Last week, with my colleague Marc, we faced a timeout issue in an Istio service mesh. An idle PostgreSQL connection was shut down precisely one hour after it has been opened. During our investigations, I had to capture the network traffic entering and leaving the PostgreSQL client pod.
For this, I've been using Ksniff. This Kubernetes plugin tries to deploy a statically compiled tcpdump binary inside the pod which traffic you want to capture and then streams the captured packets to a Wireshark instance running on your workstation. This plugin is just awesome, thanks a lot to its author Eldad Rudich!
Istio works by injecting an Envoy proxy sidecar container inside every pod, which will intercept inbound and outbound network traffic. So when a process inside your container communicates with an external server, there are in fact two TCP connections: one between the process and Envoy, and one between Envoy and the distant server.

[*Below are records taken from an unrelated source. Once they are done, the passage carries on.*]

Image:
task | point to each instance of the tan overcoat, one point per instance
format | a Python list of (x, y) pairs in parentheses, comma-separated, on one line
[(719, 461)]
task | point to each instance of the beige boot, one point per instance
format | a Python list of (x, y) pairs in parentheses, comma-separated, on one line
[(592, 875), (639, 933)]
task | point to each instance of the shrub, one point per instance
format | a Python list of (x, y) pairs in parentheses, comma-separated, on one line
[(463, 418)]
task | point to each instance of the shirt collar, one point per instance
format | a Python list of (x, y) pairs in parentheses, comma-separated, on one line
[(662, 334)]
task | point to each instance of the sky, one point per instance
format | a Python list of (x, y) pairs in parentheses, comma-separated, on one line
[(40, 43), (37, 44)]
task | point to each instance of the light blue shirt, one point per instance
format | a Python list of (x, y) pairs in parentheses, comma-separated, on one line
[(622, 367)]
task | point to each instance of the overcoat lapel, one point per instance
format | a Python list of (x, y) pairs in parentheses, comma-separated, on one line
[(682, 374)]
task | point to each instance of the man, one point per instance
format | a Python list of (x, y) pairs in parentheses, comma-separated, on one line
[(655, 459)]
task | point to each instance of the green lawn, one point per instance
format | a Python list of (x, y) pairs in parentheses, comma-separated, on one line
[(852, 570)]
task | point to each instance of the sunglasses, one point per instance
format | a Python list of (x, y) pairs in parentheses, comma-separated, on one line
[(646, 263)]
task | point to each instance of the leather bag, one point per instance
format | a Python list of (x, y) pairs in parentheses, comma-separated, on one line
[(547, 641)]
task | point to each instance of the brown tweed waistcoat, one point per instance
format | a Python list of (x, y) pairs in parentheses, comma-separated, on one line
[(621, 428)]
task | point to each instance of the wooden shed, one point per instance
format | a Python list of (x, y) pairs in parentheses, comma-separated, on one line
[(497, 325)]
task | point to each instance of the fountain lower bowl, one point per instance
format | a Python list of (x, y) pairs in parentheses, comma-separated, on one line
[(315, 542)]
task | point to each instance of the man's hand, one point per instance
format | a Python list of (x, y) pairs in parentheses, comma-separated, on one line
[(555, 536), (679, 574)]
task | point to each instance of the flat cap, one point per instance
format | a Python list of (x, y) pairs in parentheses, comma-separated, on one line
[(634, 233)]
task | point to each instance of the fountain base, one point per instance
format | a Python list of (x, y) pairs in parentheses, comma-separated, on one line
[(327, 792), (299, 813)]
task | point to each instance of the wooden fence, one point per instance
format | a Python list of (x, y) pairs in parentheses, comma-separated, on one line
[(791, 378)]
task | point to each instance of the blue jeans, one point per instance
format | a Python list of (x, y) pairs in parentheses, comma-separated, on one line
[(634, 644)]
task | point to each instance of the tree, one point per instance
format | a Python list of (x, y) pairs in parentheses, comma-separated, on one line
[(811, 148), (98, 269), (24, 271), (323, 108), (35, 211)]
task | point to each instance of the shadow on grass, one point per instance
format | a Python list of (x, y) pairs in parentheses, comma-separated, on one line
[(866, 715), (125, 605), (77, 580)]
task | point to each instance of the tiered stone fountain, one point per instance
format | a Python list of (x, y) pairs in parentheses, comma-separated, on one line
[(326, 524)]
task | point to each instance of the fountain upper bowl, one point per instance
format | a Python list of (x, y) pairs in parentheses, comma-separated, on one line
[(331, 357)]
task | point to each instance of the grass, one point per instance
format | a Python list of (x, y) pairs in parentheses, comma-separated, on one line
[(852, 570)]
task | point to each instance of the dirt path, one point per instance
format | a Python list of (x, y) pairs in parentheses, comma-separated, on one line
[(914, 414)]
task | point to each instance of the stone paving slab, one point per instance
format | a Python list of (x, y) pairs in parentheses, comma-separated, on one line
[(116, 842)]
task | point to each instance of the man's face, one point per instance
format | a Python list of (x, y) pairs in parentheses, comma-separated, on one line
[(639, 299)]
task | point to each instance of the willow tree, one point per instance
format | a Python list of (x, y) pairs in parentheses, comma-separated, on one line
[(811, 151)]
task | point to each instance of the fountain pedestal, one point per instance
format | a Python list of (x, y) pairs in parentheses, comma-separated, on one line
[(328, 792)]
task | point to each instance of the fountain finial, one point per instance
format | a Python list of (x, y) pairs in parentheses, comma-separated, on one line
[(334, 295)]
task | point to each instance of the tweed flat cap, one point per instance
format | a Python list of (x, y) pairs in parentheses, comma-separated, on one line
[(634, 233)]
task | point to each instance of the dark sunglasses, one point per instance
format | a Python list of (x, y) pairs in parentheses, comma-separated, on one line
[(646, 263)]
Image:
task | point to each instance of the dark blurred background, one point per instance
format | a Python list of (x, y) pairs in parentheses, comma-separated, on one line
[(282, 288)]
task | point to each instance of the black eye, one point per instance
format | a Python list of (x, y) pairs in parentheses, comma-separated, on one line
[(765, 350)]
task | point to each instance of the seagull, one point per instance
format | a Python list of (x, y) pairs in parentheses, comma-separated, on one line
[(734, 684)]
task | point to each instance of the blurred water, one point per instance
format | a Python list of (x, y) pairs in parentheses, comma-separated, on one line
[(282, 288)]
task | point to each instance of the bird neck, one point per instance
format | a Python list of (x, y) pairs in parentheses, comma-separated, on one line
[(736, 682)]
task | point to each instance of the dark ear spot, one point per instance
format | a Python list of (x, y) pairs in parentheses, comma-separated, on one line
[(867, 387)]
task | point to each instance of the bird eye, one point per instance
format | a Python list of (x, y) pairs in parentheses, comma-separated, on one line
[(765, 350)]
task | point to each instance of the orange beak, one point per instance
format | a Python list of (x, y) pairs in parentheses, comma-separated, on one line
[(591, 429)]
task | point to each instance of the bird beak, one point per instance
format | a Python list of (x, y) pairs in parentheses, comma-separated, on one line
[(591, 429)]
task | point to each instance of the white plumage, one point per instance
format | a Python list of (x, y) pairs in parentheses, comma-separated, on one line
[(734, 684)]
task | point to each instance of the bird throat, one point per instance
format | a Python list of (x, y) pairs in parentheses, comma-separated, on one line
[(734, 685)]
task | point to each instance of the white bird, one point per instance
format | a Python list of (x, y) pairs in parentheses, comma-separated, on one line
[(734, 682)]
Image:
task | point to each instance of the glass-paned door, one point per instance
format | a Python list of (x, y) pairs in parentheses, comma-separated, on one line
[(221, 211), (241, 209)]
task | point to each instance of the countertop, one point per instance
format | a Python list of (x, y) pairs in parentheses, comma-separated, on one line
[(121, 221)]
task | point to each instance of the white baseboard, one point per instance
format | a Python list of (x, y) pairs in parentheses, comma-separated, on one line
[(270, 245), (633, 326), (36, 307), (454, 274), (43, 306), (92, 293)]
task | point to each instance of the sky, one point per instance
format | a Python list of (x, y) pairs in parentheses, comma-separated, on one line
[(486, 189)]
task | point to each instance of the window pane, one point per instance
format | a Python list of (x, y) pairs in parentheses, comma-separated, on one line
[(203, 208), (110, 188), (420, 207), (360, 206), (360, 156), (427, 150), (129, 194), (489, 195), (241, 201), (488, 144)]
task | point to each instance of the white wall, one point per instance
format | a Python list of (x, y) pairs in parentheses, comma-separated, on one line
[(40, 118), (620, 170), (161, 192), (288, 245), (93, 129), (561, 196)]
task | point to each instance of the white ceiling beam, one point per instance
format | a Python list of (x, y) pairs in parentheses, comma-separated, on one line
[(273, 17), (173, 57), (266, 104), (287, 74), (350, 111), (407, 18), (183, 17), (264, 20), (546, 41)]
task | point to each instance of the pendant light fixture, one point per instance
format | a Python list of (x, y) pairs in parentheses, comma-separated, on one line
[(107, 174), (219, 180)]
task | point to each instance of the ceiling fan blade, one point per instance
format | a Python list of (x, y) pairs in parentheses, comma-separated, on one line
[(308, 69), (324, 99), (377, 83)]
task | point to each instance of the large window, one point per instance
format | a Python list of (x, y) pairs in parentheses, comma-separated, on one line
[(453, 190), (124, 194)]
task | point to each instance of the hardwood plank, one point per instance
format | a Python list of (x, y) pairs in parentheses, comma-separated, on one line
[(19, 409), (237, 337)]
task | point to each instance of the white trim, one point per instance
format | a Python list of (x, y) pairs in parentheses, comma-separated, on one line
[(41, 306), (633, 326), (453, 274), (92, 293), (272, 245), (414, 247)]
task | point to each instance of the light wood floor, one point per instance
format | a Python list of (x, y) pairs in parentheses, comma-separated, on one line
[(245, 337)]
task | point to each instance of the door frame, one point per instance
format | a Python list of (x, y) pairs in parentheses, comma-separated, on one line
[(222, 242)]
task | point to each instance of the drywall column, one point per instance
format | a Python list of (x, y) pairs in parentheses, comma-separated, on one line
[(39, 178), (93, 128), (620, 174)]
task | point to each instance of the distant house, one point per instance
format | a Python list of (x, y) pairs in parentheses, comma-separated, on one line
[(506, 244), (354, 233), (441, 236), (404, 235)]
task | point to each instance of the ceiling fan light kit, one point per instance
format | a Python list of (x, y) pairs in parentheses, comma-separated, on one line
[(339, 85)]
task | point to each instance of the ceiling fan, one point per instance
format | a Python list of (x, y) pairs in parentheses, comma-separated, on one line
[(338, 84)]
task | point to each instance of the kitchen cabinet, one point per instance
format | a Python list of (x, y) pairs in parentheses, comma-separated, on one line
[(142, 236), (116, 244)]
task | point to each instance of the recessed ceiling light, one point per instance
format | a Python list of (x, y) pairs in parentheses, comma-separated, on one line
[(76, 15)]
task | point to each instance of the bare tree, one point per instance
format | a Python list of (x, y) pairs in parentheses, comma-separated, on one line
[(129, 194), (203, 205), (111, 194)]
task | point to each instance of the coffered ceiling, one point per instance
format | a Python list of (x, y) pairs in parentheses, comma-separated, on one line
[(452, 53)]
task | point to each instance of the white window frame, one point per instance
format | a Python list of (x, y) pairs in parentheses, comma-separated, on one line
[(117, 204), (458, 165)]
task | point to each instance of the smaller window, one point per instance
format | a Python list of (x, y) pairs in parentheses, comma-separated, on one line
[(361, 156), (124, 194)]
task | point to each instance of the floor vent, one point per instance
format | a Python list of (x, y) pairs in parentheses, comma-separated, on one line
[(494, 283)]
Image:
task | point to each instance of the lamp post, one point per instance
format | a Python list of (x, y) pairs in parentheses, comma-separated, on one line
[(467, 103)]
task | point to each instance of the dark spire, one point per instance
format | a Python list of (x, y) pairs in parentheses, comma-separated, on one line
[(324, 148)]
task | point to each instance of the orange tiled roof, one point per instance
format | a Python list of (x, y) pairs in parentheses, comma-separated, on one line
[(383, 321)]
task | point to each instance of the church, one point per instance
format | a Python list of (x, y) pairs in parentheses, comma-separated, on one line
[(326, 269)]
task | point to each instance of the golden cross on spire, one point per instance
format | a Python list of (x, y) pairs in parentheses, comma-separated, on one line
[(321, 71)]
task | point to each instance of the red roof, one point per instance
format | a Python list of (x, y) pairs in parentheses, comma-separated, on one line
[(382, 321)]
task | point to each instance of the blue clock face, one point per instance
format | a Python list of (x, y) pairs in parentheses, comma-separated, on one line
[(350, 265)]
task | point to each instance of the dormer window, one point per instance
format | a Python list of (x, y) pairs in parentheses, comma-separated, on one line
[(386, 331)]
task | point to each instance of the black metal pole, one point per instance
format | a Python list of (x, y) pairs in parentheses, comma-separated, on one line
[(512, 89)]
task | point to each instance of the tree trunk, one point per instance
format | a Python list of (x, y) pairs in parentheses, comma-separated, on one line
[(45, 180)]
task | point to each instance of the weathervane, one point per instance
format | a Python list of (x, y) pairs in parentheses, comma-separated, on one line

However, in Wireshark, I saw only the packets between Envoy and the distant server and the packets from Envoy to the process but not the packets from the process to Envoy.
In the Wireshark screenshot below,
10.0.9.225 is the IP address of the process,
172.20.94.219 is the IP address of the virtual service the process communicates with, and
10.0.5.234 is the IP address of the distant (real) server backing the virtual service.
I was a bit surprised 🤔 So I searched how Istio diverted the network traffic through Envoy. It does so by adding iptables
REDIRECT rules to send the traffic to port
localhost which Envoy is listening on. Indeed, I could see it in Wireshark:
But then, how can Envoy know where to forward the traffic if all the traffic it sees entering is destined for
127.0.0.1:15001? All my knowledge on IP network functioning was questioned! However, after some time spent looking for the answer, I finally found it!
When a packet hits an iptables
REDIRECT rules, the kernel sets a socket option named
SO_ORIGINAL_DST which contains the original packet destination. Envoy just has to read this option to decide what to do with this packet.
We've seen how network traffic is redirected in an Istio service mesh using iptables
REDIRECT rules and
SO_ORIGINAL_DST socket option.
Going back to our original issue, the investigations confirmed that the culprit was Envoy's idle timeout. From what I understand, it should be possible to configure it, but I didn't figure out yet how to do so.